Robert Bianco highlighted the episode as one to watch in his preview column for USA Today. Maureen Ryan for the Chicago Tribune praised the return of Brent Spiner to Star Trek, saying: "Surprise, fear, elation, self-control; they're all given masterful life by Spiner in the space of a few seconds." IGN gave it a score of three out of five, and said it was a return to the quality of "Broken Bow", and praised the abilities of Spiner. The teaser trailer was compared to that of a Quentin Tarantino film, and concluded saying: "Executive Producer Manny Coto has a long way to go if he has any hope of making up for Enterprises transgressions the past three years but if this three episode story arc lives up to the promise shown in "Borderland", he might just pull it off." IGN reviewed the episode again when it was repeated, saying it held up, but said the rest of the arc failed live up to the promise of this episode. Stephanie Vander Weide of Television Without Pity gave the episode a "C" grade rating. She said that she liked the premise of the episode, but felt that the execution was sub-par, describing the augments as "Khannabees" and expressing her disappointment in the actions of Captain Archer.

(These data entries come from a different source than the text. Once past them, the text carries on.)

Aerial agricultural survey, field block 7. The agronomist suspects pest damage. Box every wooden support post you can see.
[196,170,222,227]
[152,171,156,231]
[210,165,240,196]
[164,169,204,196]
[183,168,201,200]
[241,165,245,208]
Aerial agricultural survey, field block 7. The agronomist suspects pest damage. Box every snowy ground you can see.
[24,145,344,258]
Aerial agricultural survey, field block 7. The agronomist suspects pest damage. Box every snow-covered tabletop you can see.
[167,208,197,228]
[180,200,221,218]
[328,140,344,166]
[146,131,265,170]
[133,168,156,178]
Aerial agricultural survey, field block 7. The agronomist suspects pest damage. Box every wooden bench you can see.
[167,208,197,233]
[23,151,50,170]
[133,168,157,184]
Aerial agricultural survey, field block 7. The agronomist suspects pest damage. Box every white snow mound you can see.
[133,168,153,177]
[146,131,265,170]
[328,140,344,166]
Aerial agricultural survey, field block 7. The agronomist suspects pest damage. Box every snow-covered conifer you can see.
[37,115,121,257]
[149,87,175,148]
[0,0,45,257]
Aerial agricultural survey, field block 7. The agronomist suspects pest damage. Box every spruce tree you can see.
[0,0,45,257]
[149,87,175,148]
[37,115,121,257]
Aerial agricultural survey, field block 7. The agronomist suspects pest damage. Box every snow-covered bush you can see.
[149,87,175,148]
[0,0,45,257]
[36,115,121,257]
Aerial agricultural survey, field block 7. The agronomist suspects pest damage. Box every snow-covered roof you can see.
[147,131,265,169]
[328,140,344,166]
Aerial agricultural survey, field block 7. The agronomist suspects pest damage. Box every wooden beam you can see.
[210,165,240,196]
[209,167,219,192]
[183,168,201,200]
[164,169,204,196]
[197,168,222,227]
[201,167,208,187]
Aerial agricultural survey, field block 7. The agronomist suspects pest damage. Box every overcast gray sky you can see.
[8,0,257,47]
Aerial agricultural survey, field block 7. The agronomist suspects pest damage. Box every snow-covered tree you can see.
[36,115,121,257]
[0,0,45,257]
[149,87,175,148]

The mini-arc, featuring the episodes "Borderland", "Cold Station 12" and "The Augments", was ranked the sixth best story of Enterprise by Den of Geek writer James Hunt. The Hollywood Reporter rated "Borderland" the 96th best episode of all Star Trek episodes. Vulture noted "Borderland" as an episode where the show "hit its stride", and praised actor Brent Spiner for his role in the episode as Arik. They also listed this episode as one of the best of the series, in their episode guide for all Star Trek series. Screen Rant praised casting Brent Spiner as the character Arik Soong.

===Awards===
Alongside his work on the following episode "Cold Station 12", Vince Deadrick, Jr.'s work on "Borderland" was nominated for a Primetime Emmy Award for Outstanding Stunt Coordination. It was instead awarded to Matt Taylor for his work on 24.

==Home media release==
A home media release of the episode was on DVD; having been released as part of the season four box set on November 1, 2005 in the United States. The Blu-ray edition was released on April 1, 2014.